The big European countries will benefit the most from the EU’s push for chips

the plan of the European Commission (EC) to make the bloc more lucrative for investment in semiconductor factories will likely tilt profits toward larger countries such as Germany, France and Italy, analysts say.

With billions of euros of public and private investment, coupled with coverage of up to 100% of the demonstrated financing gap with public resources, a subsidy race could tip the scales towards countries with greater resources.

“I don’t see how it can be avoided, as it’s the nature of the beast, just like in the United States, where states give different grants for companies to build in a certain state,” said Alan Priestley, a chip analyst at Gartner.

The manufacture of chips in Europe it has gone from 24% of global production capacity in 2000 to 8% today, and chipmaker ASML has warned it could drop to 4% if no action is taken.

According to data from the Semiconductor Industry Association, US companies now have a 47% market share in the chip sector, followed by Asian companies, while Europe ranks a distant third.

The current European legislation on chips contributes to solving this problem, since it offers greater subsidies and public aid to achieve a share of 20% of the world’s capacity in 2030.

Industry sources pointed to more global collaboration with other regions as the chip supply chain stretches across the globe.
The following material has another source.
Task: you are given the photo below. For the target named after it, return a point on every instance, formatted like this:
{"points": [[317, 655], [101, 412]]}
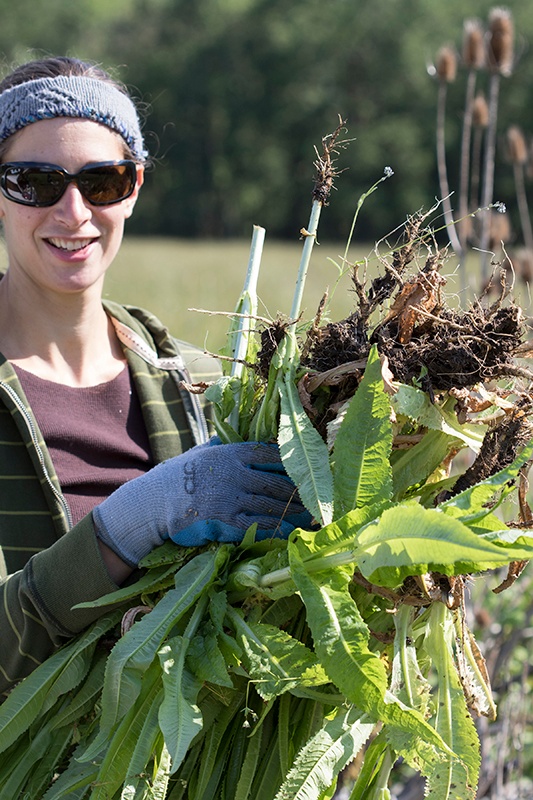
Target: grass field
{"points": [[172, 276]]}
Otherwise, a fully autonomous chip supply chain would cost at least a trillion euros.

Intel, which has been planning to invest up to $95 billion in Europe over the next decade, said it hopes EU chip legislation will help its plans to expand its presence in the region.

The US chipmaker has been looking for locations in Germany, France and Italy.

And that is precisely the fear of the smaller countries. They suspect that international companies looking to the continent may not consider smaller ones to set up factories that cost more than US$20 billion to build.

Analysts say that while subsidies are an important factor, the availability of talent, land and research institutes would also be taken into account before setting up a factory.

Germany, France and Italy had already granted public aid to create skills around microelectronics through what are known as important projects of common European interest (PIICE), with a financing budget of 2,000 million euros.

The new legislation will also support smaller, more innovative companies to access advanced skills, industry partners and equity financing, and several analysts said such companies could choose smaller countries to set up operations.

“The presence of a next-generation semiconductor manufacturing plant in Europe would have positive spillover effects, boosting investment in European supply chains and acting as a magnet for scarcely abundant talent,” said Jan Frederik Slijkerman, an analyst at ING.

EU Competition Commissioner Margrethe Vestager said investments would also come from a second pan-European chip PIICE, involving more than 100 people from some 20 EU countries and focusing on artificial intelligence processors. and state-of-the-art computing.